Yes, and that keeps people from questioning the way things are constructed. You talk a lot about the aversion to freedom that you witnessed. At one point, you observe people actually hiring bosses to monitor their job search. You show, rather terrifyingly, that people want so badly not to reflect for a second. Is the corporate culture priming us for fascism?
Well, you're putting it very strongly, but I think there's a lot of truth in that. Whether you're in the blue-collar world or the corporate world, you are expected to conform. In the blue-collar world, maybe this doesn't mean conformity in the details of how you dress — you may have a uniform, and you probably don't have to smile as much — but you have no rights, you have no freedom at work. In the white-collar world, you have to conform in how you look, how you act, how you present yourself. Your whole persona has to fit in. And I do think that takes a toll on people. It's got to take a toll on creativity, for one thing. How can you have a creative, innovative company when you're requiring that nobody thinks differently from anybody else?

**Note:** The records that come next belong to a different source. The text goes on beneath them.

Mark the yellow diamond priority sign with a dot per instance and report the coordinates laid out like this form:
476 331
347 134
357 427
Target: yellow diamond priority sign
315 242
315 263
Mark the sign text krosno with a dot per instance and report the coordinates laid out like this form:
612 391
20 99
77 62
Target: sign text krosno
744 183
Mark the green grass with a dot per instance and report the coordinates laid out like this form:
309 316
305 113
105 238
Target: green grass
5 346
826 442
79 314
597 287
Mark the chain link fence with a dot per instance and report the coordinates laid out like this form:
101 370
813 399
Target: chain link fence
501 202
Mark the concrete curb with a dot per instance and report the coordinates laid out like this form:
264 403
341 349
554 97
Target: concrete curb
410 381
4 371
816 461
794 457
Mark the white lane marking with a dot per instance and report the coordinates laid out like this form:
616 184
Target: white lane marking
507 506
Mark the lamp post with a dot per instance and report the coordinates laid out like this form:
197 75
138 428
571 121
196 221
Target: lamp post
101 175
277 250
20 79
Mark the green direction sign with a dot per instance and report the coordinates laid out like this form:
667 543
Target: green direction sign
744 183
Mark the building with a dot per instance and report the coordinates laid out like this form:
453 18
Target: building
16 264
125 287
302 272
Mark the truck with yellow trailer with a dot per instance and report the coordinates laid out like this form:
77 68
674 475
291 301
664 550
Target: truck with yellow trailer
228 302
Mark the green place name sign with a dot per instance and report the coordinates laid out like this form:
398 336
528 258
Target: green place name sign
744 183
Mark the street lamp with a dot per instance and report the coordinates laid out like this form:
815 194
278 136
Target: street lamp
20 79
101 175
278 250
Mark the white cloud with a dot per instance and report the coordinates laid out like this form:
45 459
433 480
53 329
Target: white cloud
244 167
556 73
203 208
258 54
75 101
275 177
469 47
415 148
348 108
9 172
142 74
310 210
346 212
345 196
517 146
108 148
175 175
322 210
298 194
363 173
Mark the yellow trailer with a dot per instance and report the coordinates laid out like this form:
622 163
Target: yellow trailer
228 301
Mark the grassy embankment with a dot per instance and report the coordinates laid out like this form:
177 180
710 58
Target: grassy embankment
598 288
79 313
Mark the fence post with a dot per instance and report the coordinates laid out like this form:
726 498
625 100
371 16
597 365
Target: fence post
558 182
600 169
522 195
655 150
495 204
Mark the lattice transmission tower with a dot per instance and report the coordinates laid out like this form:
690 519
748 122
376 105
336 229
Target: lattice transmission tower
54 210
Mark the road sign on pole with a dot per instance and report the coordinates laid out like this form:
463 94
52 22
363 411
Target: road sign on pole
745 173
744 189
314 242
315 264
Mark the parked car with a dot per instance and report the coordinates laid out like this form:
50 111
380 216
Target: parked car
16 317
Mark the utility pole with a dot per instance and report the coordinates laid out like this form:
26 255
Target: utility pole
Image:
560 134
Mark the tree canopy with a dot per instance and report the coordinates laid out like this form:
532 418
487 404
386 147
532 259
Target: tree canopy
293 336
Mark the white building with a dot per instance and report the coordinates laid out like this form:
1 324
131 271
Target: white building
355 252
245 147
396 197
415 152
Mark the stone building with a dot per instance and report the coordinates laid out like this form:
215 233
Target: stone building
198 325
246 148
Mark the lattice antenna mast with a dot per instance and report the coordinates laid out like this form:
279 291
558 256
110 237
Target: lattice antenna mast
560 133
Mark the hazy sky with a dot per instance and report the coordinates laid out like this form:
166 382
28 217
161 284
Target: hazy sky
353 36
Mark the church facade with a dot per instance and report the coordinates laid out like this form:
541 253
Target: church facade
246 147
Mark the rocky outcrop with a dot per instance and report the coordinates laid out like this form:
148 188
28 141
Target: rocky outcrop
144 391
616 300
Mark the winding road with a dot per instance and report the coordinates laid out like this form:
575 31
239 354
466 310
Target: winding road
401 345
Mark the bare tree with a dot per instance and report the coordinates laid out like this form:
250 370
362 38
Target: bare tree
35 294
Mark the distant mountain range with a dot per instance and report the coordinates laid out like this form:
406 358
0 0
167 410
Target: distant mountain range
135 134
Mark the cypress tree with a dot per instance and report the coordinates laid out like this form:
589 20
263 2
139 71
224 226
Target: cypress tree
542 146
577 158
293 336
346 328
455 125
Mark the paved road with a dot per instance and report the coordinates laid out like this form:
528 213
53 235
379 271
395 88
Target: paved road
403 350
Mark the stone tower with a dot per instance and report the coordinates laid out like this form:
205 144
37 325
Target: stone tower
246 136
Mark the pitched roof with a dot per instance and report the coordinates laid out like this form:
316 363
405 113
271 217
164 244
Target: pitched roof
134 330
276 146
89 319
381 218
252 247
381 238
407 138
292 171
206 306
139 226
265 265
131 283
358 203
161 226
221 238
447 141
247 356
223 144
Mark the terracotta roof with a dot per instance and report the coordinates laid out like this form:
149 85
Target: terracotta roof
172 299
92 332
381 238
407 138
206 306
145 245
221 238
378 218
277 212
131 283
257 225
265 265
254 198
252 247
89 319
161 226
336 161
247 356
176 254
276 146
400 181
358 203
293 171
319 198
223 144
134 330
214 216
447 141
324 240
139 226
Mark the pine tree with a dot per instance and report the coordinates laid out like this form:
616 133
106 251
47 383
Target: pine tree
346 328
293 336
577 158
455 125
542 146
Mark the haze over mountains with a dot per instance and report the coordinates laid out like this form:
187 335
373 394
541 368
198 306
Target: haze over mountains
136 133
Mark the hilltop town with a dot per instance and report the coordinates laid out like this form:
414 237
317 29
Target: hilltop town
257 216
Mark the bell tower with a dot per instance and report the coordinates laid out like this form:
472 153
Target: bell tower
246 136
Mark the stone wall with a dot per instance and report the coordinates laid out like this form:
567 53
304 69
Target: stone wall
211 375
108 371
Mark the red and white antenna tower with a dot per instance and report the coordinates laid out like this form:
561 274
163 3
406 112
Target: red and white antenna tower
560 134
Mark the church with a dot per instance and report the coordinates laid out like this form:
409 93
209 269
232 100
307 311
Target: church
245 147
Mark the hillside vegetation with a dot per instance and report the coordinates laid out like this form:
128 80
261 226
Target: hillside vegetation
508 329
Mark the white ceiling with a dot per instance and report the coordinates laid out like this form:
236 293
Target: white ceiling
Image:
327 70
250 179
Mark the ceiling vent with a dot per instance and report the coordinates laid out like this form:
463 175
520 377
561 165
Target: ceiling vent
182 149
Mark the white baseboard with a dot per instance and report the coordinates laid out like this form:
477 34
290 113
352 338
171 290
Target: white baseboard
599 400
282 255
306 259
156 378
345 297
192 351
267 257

As far as methodology, how did this research affect your life? You had to be away from your family and home. Was it stressful?
Yes, I would say it was stressful. Sometimes it's lonely, you know, going to strange cities and going through the looking glass into a strange world without people to go back to at night and laugh or cry about it with. But it's also kind of an adventure, because you get into situations and you find out things that you couldn't have found out through more conventional forms of journalism. And I do encourage young journalists to think about this. There was a lot of immersion journalism in the early twentieth century, but it's not done so often now. When you put yourself physically into a situation, you discover a lot of new and surprising things.

Finally, one question that's a little bit off-topic. So many books have been published lately that claim pornography is ruining society. You've written in the past about sex work and feminism. Do you have any thoughts about this apparent anti-porn feminist revival?
I haven't read that one, what is it called, "The Pornification of...something..."

Pornified is one.
Uh huh. Well, you know, this was a big fight within the feminist movement in the '80s. I was always more on the side of free expression. I was very worried that the crackdown on pornography would come back to bite us. One small example which shocked me: a couple of years ago, AOL listed a bunch of words that you could not use on AOL. They would remove anything that contained one of these words. One of them was "breast." So the breast cancer chat groups and support groups were suddenly eliminated! [laughs] You know, in the women's movement, we had to fight to be able to talk openly about things like breasts, menstruation, sex and sexuality. Initially, people often said that was indecent. Now, you know, I'm not a porn consumer myself, but I would be very worried if the books I could read or the movies I could see were being limited by somebody's idea of what was indecent. So there is this other side to feminism [laughs]. Sometimes we get tarred, you know, as being very puritanical. But I don't think that's exactly the truth.